PQL PERCENTILE()
Percentile()
returns the value at or below which some percent of values fall in the frequency distribution of a field’s values.
Unlike the mean or median, the calculation of percentiles has no standard definition, but rather a variety of possible implementations. For large data sets following a continuous probability distribution, the results of different implementations should be very similar. The algorithm used by FeatureBase is interpolated and inclusive.
Interpolated means that the returned result value does not necessarily exist within the dataset.
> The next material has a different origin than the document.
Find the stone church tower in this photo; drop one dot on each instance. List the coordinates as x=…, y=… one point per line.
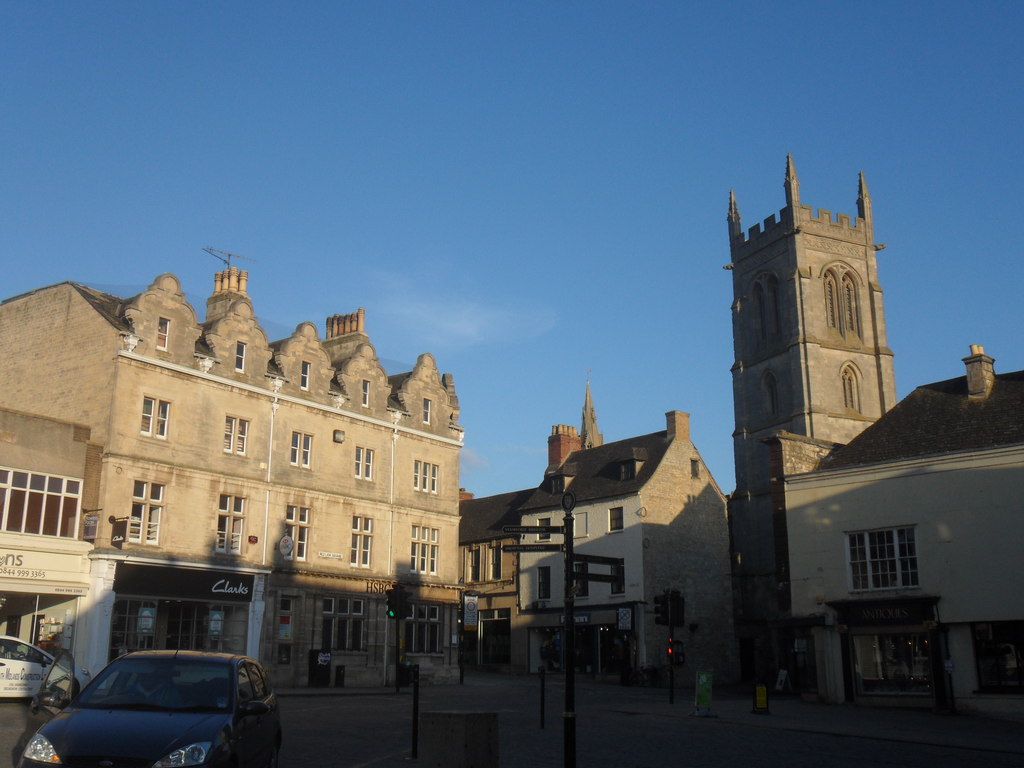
x=811, y=359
For example, for a field with two values, 1 and 5, the 50th percentile returned by FeatureBase is 3. In contrast, a nearest-rank implementation would return 1 or 5.
Inclusive means that the returned result value represents the value at or below which nth percent of values fall (the percentile includes the specified value), rather than just the value at which nth percent of values fall. For example, for a field with the values [0, 1, 2, 3, 4, 5, 6, 7, 8, 9, 10], the 50th percentile includes the value 5, which is exactly at the 50th percentile level, so the value returned by FeatureBase is 5. In contrast, an exclusive implementation would return 4.
Call Definition
Percentile(field=FIELD, nth=NTH_VALUE, filter=ROW_CALL)
Mandatory Arguments
field
/FIELD
: the name of an Int field on which the percentile will be calculated. Decimal and Timestamp are not supported.nth
/NTH_VALUE
: a whole number (such as 25) or a float (such as 80.5). This value should be within 0 and 100.0, both inclusive. When nth is 0, Percentile returns the minimum value. When nth is 100, Percentile returns the maximum value. When nth is 50, Percentile returns a value that is close to, but not necessarily exactly equal to, the median value.
Optional Arguments
filter
/ROW_CALL
: the row call used to filter records if desired.
Returns
- the computed percentile and a count set to 1
Examples
Data:
Index: percentile
_id | int (Int)
-------+-----------
0 | 0
1 | 10
2 | 20
3 | 30
4 | 40
5 | 50
6 | 60
7 | 70
8 | 80
9 | 90
10 | 100
11 | 110
12 | 120
13 | 130
14 | 140
15 | 150
Example 1
Calculate the 20th percentile
Query
[percentile]Percentile(field=int, nth=20.0)
Tabular Response
value | count
-------+-------
30 | 1
HTTP Response
{
"results": [
{
"value": 30,
"floatValue": 0,
"decimalValue": null,
"timestampValue": "0001-01-01T00:00:00Z",
"count": 1
}
]
}
Explanation
30 is larger than 0, 10, and 20 which together make up 18.75 percent of records. Note if we returned 40, it would be larger than 25 percent of records. Since we are using inclusive, we are returning the first value that is at or below the nth
percentile argument.